No se sabe si fue debido a estas monedas o no, pero se cuenta que al poco tiempo el «abuelo» se convirtió en funcionario, y poco después llegó a la posición de ministro de la corte imperial. La gente le llamaba «el ministro del gorrión», y hacían comentarios en el sentido de que su triunfal ascenso era el fruto del gran cariño que siempre había profesado a los gorriones. Sin embargo, parece que siempre que el
«abuelo» escuchaba ese tipo de cumplidos, respondía con una leve sonrisa amarga:
—Nada de eso. Ha sido gracias a mi mujer. Pasó muchas penalidades por culpa mía.
FIN
Osamu Dazai. Fue un reconocido escritor japonés nacido el 19 de junio de 1909 en Kanagi, prefectura de Aomori, Japón. Su verdadero nombre era Shūji Tsushima, pero adoptó el seudónimo de Osamu Dazai en 1933, cuando publicó su primera obra literaria, "El despertar de un hombre durmiente".

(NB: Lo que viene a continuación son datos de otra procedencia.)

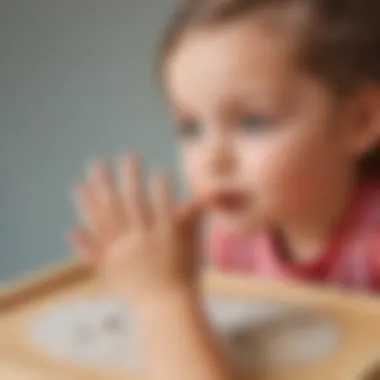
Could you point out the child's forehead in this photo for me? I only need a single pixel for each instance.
(237, 63)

Dazai creció en una familia acomodada, pero tuvo una infancia difícil debido a la tensa relación entre sus padres y la muerte de su hermana mayor cuando él tenía solo cuatro años. Estudió literatura francesa en la Universidad de Tokio, pero abandonó sus estudios antes de graduarse para dedicarse por completo a la escritura.

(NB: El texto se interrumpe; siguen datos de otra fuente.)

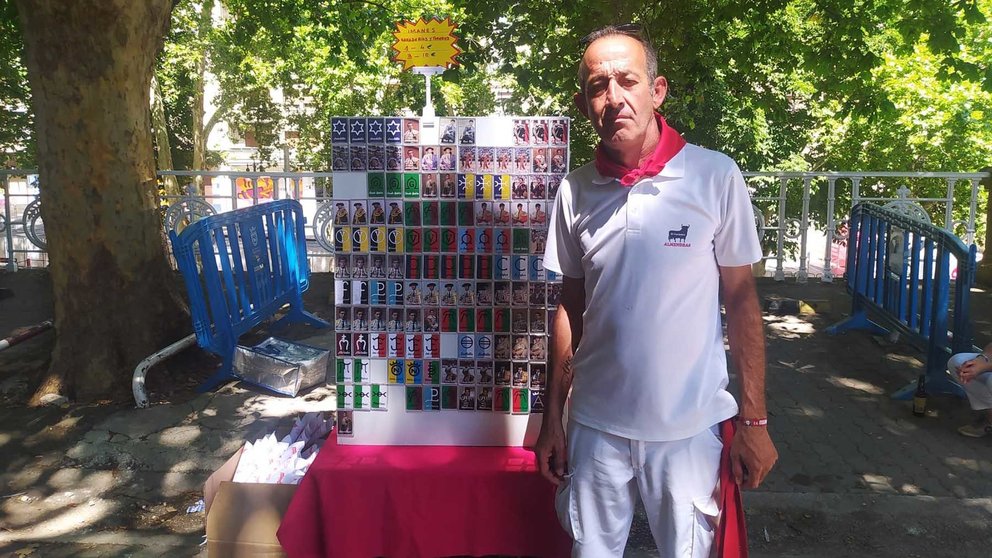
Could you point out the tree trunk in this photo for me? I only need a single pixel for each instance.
(163, 155)
(115, 299)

A lo largo de su carrera literaria, Dazai escribió numerosas novelas, cuentos y ensayos, y se convirtió en uno de los escritores más importantes y reconocidos de Japón en la primera mitad del siglo XX. Sus obras se caracterizan por su estilo realista y autobiográfico, y exploran temas como la alienación, la soledad, la depresión y la desesperación.
Entre sus obras más destacadas se encuentran "La oveja negra", "El ocaso", "No Longer Human" y "El camino estrecho al norte profundo", todas ellas consideradas clásicos de la literatura japonesa.

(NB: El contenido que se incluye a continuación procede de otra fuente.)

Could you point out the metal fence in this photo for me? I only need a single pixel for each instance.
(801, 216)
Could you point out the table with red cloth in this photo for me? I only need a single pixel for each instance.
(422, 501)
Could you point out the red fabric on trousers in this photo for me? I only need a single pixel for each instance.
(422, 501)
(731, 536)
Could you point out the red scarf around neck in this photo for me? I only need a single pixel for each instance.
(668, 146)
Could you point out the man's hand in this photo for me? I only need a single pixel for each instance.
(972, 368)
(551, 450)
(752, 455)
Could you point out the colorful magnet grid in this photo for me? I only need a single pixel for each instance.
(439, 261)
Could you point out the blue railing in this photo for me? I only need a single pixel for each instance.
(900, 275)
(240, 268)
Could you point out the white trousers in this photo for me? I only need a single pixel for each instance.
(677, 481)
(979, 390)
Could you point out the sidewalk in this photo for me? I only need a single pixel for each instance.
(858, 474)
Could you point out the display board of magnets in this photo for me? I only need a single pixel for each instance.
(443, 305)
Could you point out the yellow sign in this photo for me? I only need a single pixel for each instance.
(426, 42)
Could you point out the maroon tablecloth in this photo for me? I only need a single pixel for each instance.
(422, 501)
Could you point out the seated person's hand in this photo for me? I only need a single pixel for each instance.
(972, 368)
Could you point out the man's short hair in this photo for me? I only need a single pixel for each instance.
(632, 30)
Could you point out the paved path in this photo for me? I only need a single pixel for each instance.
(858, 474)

Sin embargo, la vida personal de Dazai estuvo marcada por la tragedia y el sufrimiento. Tuvo una vida tumultuosa, marcada por su adicción al alcohol y las drogas, y por una serie de relaciones tumultuosas con mujeres. En 1948, Dazai intentó suicidarse junto con su amante en el río Tamagawa, pero sobrevivió. Dos años después, en 1950, finalmente se quitó la vida junto con su última amante en un hotel de Tokio.
A pesar de su vida corta y trágica, Osamu Dazai dejó un legado literario perdurable y ha sido reconocido como uno de los escritores más importantes de Japón.